For those trade unionists and political activists with a sense and knowledge of history, the little reported events in the state of Wisconsin in the US provides a special focus.

In that state’s capital, Madison, on February 14 — Valentine’s Day — some 2 000
students, backed by trade unionists, marched on the legislature. One of the placards carried in this raucous demonstration read: “Egypt = 18 days; Wisconsin = ???”

An international revolution in the making? — Hardly, the Madison protest was
against proposed cuts in social spending and an attempt by the state government to eliminate centralised bargaining for public sector workers. On succeeding days, with the unions organised, up to 30 000 protesters marched and public sector unionists across the country began to stir.

News of that demonstration — and a picture of that placard — flashed across the
internet. In Cairo’s Tahrir Square, a 21-year-old engineering student made a placard in response. It read: “Egypt supports Wisconsin workers; one world, one pain.” It too, joined the internet traffic via Facebook.

What many of the mainly young trade unionists and workers did not realise was the iconic status of the mass protest in the capital of a state in the north-east of the US.

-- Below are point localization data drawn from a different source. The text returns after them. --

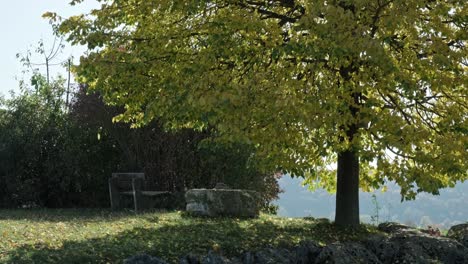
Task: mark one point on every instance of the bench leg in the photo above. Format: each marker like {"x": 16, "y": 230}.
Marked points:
{"x": 114, "y": 195}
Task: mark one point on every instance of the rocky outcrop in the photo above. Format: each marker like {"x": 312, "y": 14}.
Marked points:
{"x": 459, "y": 233}
{"x": 400, "y": 244}
{"x": 222, "y": 202}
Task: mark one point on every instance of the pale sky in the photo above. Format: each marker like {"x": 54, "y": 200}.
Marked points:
{"x": 22, "y": 26}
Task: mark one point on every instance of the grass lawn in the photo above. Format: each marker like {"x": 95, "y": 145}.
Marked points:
{"x": 102, "y": 236}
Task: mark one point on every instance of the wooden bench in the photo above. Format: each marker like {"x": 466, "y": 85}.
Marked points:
{"x": 131, "y": 185}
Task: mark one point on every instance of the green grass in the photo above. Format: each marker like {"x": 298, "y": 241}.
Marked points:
{"x": 102, "y": 236}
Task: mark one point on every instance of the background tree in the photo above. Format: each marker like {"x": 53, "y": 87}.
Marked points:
{"x": 378, "y": 87}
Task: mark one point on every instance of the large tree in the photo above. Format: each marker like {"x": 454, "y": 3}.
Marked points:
{"x": 378, "y": 87}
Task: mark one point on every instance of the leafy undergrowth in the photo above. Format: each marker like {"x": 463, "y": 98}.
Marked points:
{"x": 102, "y": 236}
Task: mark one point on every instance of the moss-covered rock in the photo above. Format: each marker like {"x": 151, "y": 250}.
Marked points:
{"x": 222, "y": 202}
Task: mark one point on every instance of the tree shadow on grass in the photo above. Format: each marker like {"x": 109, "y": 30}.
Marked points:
{"x": 170, "y": 241}
{"x": 67, "y": 215}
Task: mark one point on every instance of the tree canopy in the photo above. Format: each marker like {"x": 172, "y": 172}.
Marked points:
{"x": 378, "y": 85}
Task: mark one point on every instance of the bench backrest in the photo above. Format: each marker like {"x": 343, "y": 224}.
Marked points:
{"x": 123, "y": 181}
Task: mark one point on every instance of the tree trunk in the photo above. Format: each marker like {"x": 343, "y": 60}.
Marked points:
{"x": 347, "y": 192}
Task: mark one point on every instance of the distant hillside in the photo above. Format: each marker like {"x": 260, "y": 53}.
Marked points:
{"x": 444, "y": 210}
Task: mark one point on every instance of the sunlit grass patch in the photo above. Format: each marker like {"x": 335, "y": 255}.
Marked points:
{"x": 102, "y": 236}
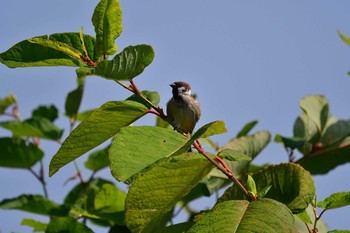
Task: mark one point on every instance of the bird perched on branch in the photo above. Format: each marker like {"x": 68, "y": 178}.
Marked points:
{"x": 183, "y": 110}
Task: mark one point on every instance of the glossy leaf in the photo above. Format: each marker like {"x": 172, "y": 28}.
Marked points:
{"x": 97, "y": 160}
{"x": 135, "y": 148}
{"x": 153, "y": 194}
{"x": 27, "y": 54}
{"x": 336, "y": 200}
{"x": 36, "y": 225}
{"x": 34, "y": 127}
{"x": 101, "y": 125}
{"x": 67, "y": 225}
{"x": 246, "y": 129}
{"x": 49, "y": 112}
{"x": 107, "y": 20}
{"x": 34, "y": 204}
{"x": 316, "y": 107}
{"x": 263, "y": 216}
{"x": 291, "y": 185}
{"x": 6, "y": 102}
{"x": 17, "y": 153}
{"x": 126, "y": 65}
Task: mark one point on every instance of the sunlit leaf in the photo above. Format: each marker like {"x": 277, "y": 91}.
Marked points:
{"x": 17, "y": 153}
{"x": 263, "y": 216}
{"x": 101, "y": 125}
{"x": 153, "y": 194}
{"x": 107, "y": 20}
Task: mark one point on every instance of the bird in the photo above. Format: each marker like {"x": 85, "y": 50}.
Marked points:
{"x": 183, "y": 111}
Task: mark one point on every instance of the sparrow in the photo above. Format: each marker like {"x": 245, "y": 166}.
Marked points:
{"x": 183, "y": 111}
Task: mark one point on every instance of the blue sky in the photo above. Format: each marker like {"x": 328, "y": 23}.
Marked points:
{"x": 246, "y": 60}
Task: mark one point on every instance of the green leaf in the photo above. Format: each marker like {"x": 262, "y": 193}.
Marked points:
{"x": 328, "y": 158}
{"x": 6, "y": 102}
{"x": 135, "y": 148}
{"x": 316, "y": 107}
{"x": 336, "y": 200}
{"x": 263, "y": 216}
{"x": 34, "y": 204}
{"x": 59, "y": 46}
{"x": 67, "y": 225}
{"x": 152, "y": 96}
{"x": 153, "y": 194}
{"x": 291, "y": 185}
{"x": 36, "y": 225}
{"x": 100, "y": 201}
{"x": 49, "y": 112}
{"x": 344, "y": 38}
{"x": 101, "y": 125}
{"x": 246, "y": 129}
{"x": 17, "y": 153}
{"x": 212, "y": 128}
{"x": 232, "y": 155}
{"x": 97, "y": 160}
{"x": 73, "y": 99}
{"x": 107, "y": 20}
{"x": 251, "y": 186}
{"x": 126, "y": 65}
{"x": 290, "y": 142}
{"x": 27, "y": 54}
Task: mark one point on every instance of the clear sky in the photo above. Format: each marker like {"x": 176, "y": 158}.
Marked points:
{"x": 246, "y": 60}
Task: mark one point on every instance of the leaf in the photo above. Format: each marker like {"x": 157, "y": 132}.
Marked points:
{"x": 344, "y": 38}
{"x": 135, "y": 148}
{"x": 59, "y": 46}
{"x": 67, "y": 225}
{"x": 263, "y": 216}
{"x": 246, "y": 129}
{"x": 49, "y": 112}
{"x": 107, "y": 20}
{"x": 126, "y": 65}
{"x": 291, "y": 185}
{"x": 212, "y": 128}
{"x": 336, "y": 200}
{"x": 97, "y": 160}
{"x": 36, "y": 225}
{"x": 34, "y": 204}
{"x": 73, "y": 99}
{"x": 316, "y": 107}
{"x": 27, "y": 54}
{"x": 326, "y": 159}
{"x": 153, "y": 194}
{"x": 101, "y": 125}
{"x": 6, "y": 102}
{"x": 152, "y": 96}
{"x": 17, "y": 153}
{"x": 232, "y": 155}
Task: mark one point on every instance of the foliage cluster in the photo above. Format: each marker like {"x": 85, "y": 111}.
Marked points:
{"x": 154, "y": 160}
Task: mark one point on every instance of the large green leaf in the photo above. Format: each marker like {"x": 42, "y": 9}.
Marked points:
{"x": 153, "y": 194}
{"x": 34, "y": 127}
{"x": 27, "y": 54}
{"x": 6, "y": 102}
{"x": 98, "y": 200}
{"x": 291, "y": 185}
{"x": 135, "y": 148}
{"x": 101, "y": 125}
{"x": 34, "y": 204}
{"x": 336, "y": 200}
{"x": 317, "y": 108}
{"x": 107, "y": 20}
{"x": 263, "y": 216}
{"x": 126, "y": 65}
{"x": 17, "y": 153}
{"x": 67, "y": 225}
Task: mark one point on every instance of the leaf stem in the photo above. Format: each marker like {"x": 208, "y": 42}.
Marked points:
{"x": 222, "y": 167}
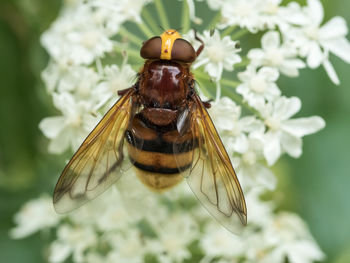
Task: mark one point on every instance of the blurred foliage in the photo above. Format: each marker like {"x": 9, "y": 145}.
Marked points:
{"x": 315, "y": 186}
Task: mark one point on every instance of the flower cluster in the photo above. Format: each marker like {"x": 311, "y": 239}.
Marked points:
{"x": 255, "y": 120}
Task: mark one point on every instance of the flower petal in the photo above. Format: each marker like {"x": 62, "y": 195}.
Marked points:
{"x": 52, "y": 126}
{"x": 339, "y": 47}
{"x": 331, "y": 72}
{"x": 272, "y": 147}
{"x": 334, "y": 28}
{"x": 315, "y": 11}
{"x": 270, "y": 40}
{"x": 303, "y": 126}
{"x": 287, "y": 107}
{"x": 291, "y": 144}
{"x": 315, "y": 57}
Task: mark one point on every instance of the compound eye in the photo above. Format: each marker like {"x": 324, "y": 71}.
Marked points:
{"x": 151, "y": 49}
{"x": 183, "y": 51}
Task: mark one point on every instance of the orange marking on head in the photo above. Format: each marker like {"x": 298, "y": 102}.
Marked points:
{"x": 168, "y": 39}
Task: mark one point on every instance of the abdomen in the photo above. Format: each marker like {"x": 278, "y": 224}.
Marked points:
{"x": 151, "y": 149}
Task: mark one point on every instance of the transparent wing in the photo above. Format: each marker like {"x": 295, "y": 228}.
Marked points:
{"x": 211, "y": 175}
{"x": 99, "y": 162}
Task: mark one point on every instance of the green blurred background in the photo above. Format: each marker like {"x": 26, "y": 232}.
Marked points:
{"x": 316, "y": 186}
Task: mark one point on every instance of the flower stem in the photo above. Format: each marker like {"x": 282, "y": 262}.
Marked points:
{"x": 151, "y": 22}
{"x": 185, "y": 21}
{"x": 161, "y": 13}
{"x": 239, "y": 34}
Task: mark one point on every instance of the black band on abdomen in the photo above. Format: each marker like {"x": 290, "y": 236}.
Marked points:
{"x": 159, "y": 145}
{"x": 162, "y": 170}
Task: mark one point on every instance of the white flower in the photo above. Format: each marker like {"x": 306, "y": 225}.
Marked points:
{"x": 231, "y": 127}
{"x": 217, "y": 242}
{"x": 124, "y": 9}
{"x": 174, "y": 235}
{"x": 315, "y": 41}
{"x": 260, "y": 213}
{"x": 35, "y": 215}
{"x": 291, "y": 238}
{"x": 258, "y": 85}
{"x": 244, "y": 13}
{"x": 252, "y": 173}
{"x": 127, "y": 247}
{"x": 219, "y": 54}
{"x": 76, "y": 37}
{"x": 284, "y": 134}
{"x": 71, "y": 128}
{"x": 72, "y": 240}
{"x": 273, "y": 54}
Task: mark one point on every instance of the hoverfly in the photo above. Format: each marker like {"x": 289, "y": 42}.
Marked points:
{"x": 162, "y": 129}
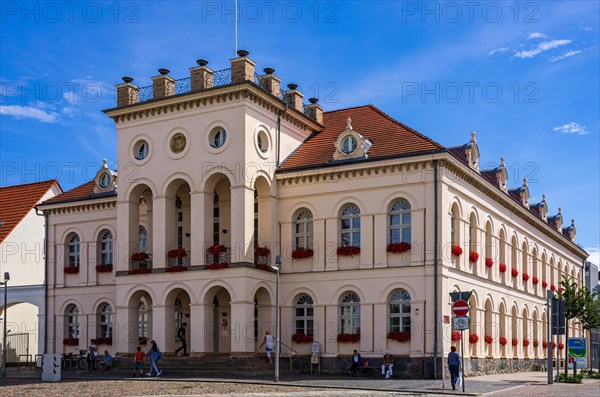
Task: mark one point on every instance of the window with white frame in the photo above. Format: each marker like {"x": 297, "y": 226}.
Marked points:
{"x": 399, "y": 311}
{"x": 350, "y": 314}
{"x": 400, "y": 222}
{"x": 350, "y": 226}
{"x": 303, "y": 229}
{"x": 304, "y": 315}
{"x": 106, "y": 251}
{"x": 105, "y": 320}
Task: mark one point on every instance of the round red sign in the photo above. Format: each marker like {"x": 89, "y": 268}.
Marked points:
{"x": 460, "y": 308}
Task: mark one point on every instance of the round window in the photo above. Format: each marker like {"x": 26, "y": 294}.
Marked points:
{"x": 217, "y": 137}
{"x": 140, "y": 150}
{"x": 349, "y": 144}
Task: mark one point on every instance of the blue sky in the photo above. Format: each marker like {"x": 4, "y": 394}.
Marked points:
{"x": 525, "y": 76}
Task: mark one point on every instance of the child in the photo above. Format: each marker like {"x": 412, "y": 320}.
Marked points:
{"x": 139, "y": 362}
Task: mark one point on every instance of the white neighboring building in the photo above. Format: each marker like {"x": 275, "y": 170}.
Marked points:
{"x": 22, "y": 256}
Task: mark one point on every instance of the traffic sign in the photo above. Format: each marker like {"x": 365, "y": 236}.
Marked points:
{"x": 461, "y": 323}
{"x": 460, "y": 308}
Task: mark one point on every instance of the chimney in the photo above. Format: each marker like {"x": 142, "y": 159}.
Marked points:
{"x": 242, "y": 68}
{"x": 314, "y": 110}
{"x": 163, "y": 85}
{"x": 270, "y": 82}
{"x": 202, "y": 77}
{"x": 127, "y": 93}
{"x": 293, "y": 97}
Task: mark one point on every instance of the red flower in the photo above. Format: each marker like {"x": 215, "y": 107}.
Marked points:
{"x": 398, "y": 248}
{"x": 455, "y": 336}
{"x": 401, "y": 337}
{"x": 456, "y": 250}
{"x": 301, "y": 253}
{"x": 348, "y": 250}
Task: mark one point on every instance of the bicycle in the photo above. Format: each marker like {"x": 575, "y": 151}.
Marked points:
{"x": 69, "y": 361}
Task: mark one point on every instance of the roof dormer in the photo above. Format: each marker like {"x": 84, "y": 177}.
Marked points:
{"x": 106, "y": 180}
{"x": 350, "y": 144}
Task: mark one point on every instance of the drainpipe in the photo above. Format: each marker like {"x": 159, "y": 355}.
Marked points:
{"x": 435, "y": 268}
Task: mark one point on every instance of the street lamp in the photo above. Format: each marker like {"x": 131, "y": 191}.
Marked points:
{"x": 5, "y": 283}
{"x": 277, "y": 268}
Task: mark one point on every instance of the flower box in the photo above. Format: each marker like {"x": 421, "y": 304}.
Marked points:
{"x": 71, "y": 341}
{"x": 456, "y": 250}
{"x": 104, "y": 268}
{"x": 71, "y": 269}
{"x": 301, "y": 253}
{"x": 349, "y": 250}
{"x": 398, "y": 248}
{"x": 401, "y": 337}
{"x": 301, "y": 338}
{"x": 348, "y": 338}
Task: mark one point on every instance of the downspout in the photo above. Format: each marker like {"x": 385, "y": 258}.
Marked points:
{"x": 435, "y": 268}
{"x": 45, "y": 215}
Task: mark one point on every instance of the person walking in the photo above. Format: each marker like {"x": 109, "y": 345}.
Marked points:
{"x": 453, "y": 366}
{"x": 182, "y": 339}
{"x": 270, "y": 342}
{"x": 155, "y": 355}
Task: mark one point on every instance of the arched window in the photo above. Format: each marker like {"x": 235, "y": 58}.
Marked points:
{"x": 350, "y": 226}
{"x": 105, "y": 320}
{"x": 399, "y": 314}
{"x": 400, "y": 222}
{"x": 304, "y": 315}
{"x": 303, "y": 229}
{"x": 73, "y": 246}
{"x": 142, "y": 239}
{"x": 72, "y": 322}
{"x": 106, "y": 247}
{"x": 350, "y": 314}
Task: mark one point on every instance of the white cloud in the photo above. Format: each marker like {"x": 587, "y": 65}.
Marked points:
{"x": 541, "y": 47}
{"x": 536, "y": 35}
{"x": 572, "y": 128}
{"x": 502, "y": 49}
{"x": 29, "y": 112}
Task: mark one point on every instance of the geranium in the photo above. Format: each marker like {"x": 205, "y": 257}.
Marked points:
{"x": 401, "y": 337}
{"x": 348, "y": 338}
{"x": 455, "y": 336}
{"x": 456, "y": 250}
{"x": 301, "y": 253}
{"x": 301, "y": 338}
{"x": 398, "y": 248}
{"x": 348, "y": 250}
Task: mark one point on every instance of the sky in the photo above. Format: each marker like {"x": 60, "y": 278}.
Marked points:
{"x": 525, "y": 76}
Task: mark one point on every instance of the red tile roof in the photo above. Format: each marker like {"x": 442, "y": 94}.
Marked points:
{"x": 16, "y": 202}
{"x": 81, "y": 192}
{"x": 390, "y": 138}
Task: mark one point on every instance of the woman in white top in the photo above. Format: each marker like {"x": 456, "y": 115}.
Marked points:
{"x": 270, "y": 342}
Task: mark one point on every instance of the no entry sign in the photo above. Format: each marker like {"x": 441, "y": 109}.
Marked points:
{"x": 460, "y": 308}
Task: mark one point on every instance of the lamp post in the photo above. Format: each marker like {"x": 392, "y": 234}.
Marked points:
{"x": 5, "y": 283}
{"x": 277, "y": 268}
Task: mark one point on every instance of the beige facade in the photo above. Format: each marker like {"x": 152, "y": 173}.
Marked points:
{"x": 200, "y": 168}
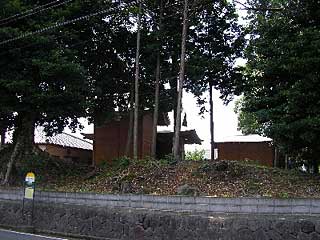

For, almost to the day, 46 years ago, Madison — along with Berkley, California —
was the scene of the first major protest against the war in Vietnam that drew together students and workers and grew into one of the biggest protest movements the US has ever seen.

There was also a South African connection: one of the students involved in that
trigger to national protest was Pallo Jordan. His involvement resulted in the US
authorities refusing to renew his student visa and he left for Britain. He went on from there as an anti-apartheid activist to be arrested, tortured, and injured by a letter bomb before becoming a minister in both the Mandela and Mbeki governments.

But, as Jordan himself admits, those heady days of 1965, despite often fiery rhetoric, did not amount to the start of a revolution. “We were clearly against the war and not for any revolutionary transformation of society,” he says. And the war dragged on for years.

Today the slogans are just as radical as 46 years ago, but the protests in Madison are aimed only to hold onto rights that workers fought for and enjoyed for many years.

They also make the demand that social services should not be reduced; they are, in
effect, a from of service delivery protest.

The Madison movement exists, therefore, to maintain a status quo that the revolts in north Africa and the Gulf wish to achieve, even if some want it to be in Islamic garb.

The demands are for freedom of association, freedom to organise and the right to
have free and fair elections for parliament.

These are very limited demands in line with human rights provisions of the United
Nations and the conventions of the International Labour Organisation. This is what “the street” demands.  And, at least for the moment, it means reform, not revolution.